Equally astonishing have been the dozens of papers on even sintering of metals at extraordinary speeds. But the most extraordinary recent reports are that the most significant high-tech inorganic phases (for example, silicon wafers, ferrites, and TiO2) can be rendered totally amorphous in the solid state in a few seconds in a single-mode microwave field.
None of this was judged to be worthy of mention in C&EN while the Japanese government launched a project with its major companies to save the country 80−90% of the energy cost (all due to the rapid kinetics) in the energy-guzzling materials processing industry.
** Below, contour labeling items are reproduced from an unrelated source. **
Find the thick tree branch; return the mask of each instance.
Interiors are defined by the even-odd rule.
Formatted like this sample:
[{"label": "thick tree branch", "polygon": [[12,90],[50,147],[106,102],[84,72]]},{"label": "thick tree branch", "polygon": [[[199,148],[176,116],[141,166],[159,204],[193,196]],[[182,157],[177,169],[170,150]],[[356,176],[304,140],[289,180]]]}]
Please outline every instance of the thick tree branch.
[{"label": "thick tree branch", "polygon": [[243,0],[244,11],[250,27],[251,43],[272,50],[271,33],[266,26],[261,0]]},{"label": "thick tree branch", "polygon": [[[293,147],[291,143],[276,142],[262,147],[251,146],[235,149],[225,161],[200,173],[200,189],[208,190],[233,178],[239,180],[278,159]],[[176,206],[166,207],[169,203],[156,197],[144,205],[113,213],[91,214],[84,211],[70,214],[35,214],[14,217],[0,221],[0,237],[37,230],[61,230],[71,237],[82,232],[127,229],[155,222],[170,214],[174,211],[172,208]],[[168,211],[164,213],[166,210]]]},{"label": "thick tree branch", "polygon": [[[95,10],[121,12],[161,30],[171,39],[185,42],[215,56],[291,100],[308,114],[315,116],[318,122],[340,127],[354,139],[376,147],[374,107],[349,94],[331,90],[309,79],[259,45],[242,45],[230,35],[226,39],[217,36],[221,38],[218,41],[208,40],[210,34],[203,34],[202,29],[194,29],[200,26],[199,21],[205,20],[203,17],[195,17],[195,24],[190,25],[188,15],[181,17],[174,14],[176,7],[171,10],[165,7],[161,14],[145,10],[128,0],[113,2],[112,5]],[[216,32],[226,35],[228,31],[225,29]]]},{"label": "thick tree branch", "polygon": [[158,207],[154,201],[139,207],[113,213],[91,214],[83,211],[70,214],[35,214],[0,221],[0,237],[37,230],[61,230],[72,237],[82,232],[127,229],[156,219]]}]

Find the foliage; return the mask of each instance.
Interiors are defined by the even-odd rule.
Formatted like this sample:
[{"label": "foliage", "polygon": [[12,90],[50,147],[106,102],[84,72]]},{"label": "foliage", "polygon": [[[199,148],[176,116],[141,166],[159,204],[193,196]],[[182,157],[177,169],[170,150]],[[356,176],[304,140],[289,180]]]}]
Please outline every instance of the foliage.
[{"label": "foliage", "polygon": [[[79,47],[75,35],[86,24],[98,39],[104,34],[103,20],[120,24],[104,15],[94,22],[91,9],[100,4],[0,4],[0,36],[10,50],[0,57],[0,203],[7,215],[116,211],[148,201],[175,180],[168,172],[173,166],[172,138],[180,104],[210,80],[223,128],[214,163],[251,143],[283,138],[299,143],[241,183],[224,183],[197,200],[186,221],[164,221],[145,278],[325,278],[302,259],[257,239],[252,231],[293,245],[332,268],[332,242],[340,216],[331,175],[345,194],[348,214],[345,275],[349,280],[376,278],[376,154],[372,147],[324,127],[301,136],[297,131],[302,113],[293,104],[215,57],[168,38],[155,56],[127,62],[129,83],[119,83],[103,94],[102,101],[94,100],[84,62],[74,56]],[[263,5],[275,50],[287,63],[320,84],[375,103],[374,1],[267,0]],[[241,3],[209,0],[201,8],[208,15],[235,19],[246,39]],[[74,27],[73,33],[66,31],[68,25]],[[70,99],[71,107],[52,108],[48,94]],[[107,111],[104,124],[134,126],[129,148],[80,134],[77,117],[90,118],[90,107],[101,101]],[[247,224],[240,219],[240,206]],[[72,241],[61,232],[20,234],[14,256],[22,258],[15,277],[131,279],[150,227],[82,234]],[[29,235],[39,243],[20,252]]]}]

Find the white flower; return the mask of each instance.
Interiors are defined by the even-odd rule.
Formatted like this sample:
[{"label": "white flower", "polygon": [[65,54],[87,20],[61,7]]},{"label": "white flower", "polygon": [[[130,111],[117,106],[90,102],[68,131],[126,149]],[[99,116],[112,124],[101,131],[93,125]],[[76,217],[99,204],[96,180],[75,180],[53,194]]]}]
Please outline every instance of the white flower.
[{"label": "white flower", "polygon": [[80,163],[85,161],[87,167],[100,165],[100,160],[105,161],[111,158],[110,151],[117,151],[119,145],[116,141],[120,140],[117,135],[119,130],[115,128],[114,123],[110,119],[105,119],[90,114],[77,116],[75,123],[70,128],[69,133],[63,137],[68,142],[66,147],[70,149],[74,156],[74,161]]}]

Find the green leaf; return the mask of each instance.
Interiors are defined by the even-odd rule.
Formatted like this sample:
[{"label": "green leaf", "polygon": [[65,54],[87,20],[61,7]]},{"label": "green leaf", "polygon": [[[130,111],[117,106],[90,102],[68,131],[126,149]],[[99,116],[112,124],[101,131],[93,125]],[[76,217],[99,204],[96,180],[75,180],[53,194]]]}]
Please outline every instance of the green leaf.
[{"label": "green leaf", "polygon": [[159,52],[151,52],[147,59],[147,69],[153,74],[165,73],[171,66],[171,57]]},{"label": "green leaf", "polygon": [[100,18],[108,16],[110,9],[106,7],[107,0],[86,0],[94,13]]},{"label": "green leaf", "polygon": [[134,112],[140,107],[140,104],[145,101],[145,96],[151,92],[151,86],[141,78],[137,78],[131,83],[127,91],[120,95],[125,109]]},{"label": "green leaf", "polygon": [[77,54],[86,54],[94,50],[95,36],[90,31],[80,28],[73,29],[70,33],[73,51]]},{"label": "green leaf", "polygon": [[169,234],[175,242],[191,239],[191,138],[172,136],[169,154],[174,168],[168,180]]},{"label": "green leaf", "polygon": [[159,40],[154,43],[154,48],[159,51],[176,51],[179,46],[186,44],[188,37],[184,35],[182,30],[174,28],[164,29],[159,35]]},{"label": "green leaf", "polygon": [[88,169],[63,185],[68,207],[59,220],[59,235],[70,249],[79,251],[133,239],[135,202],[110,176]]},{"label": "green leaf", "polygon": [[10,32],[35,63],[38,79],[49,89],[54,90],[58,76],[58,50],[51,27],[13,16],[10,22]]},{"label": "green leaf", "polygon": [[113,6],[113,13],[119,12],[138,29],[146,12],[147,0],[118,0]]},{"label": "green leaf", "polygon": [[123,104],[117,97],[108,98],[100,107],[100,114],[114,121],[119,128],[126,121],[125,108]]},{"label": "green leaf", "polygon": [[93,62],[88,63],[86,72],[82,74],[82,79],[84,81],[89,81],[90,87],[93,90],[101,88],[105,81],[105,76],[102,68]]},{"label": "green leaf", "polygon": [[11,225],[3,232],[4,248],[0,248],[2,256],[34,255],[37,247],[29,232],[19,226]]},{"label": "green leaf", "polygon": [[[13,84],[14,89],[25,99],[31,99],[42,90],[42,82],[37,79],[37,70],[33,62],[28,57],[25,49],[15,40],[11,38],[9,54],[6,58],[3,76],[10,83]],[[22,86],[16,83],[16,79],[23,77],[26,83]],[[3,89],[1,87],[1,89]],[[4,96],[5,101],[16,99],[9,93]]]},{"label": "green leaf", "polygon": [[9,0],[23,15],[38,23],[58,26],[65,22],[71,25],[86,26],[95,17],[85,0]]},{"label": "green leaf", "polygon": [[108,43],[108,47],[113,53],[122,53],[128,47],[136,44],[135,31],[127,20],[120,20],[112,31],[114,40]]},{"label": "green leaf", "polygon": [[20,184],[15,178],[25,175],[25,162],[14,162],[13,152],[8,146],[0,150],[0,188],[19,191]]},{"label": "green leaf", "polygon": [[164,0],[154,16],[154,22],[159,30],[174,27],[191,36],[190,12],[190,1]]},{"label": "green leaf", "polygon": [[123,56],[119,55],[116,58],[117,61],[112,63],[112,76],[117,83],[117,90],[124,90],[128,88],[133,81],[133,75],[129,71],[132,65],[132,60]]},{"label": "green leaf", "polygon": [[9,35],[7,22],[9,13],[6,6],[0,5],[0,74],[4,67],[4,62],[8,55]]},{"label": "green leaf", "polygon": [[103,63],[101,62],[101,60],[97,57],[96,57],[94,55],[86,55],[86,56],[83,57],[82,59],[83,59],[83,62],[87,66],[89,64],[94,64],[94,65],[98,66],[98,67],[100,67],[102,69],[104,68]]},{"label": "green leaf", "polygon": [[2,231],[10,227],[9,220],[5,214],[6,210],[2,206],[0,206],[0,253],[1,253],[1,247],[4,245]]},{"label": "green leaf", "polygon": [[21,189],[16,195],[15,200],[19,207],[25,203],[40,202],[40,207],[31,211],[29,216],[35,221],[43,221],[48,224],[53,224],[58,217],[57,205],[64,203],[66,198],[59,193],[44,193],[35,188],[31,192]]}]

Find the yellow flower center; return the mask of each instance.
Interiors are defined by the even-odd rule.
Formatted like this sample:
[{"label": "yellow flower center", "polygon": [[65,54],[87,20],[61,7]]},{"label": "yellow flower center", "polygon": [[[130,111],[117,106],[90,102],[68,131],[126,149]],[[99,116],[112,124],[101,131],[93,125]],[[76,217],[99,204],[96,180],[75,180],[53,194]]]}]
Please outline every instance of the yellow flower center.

I believe C&EN does not serve these major inorganic industries well by its selective neglect.
Rustum Roy
University Park, Pa.
Jan. 23, page 4 (Chemical Safety). A violent explosion occurred during an attempt to recrystallize 2 g of 3-iodyltoluene (3-O2IC6H4CH3), not 3-iodotoluene, from boiling water with vigorous stirring.
April 3, page 19. Nilotinib is being developed by Novartis, not SGX Pharmaceuticals. The compound is in Phase III clinical tests of its use in treating drug-resistant chronic myelogenous leukemia. The collaboration between Novartis and SGX gives Novartis access to SGX's research and preclinical compounds in this area.
April 24, page 64. The Fluorinex process requires the application of 30 milliamperes of current, not 30 amp.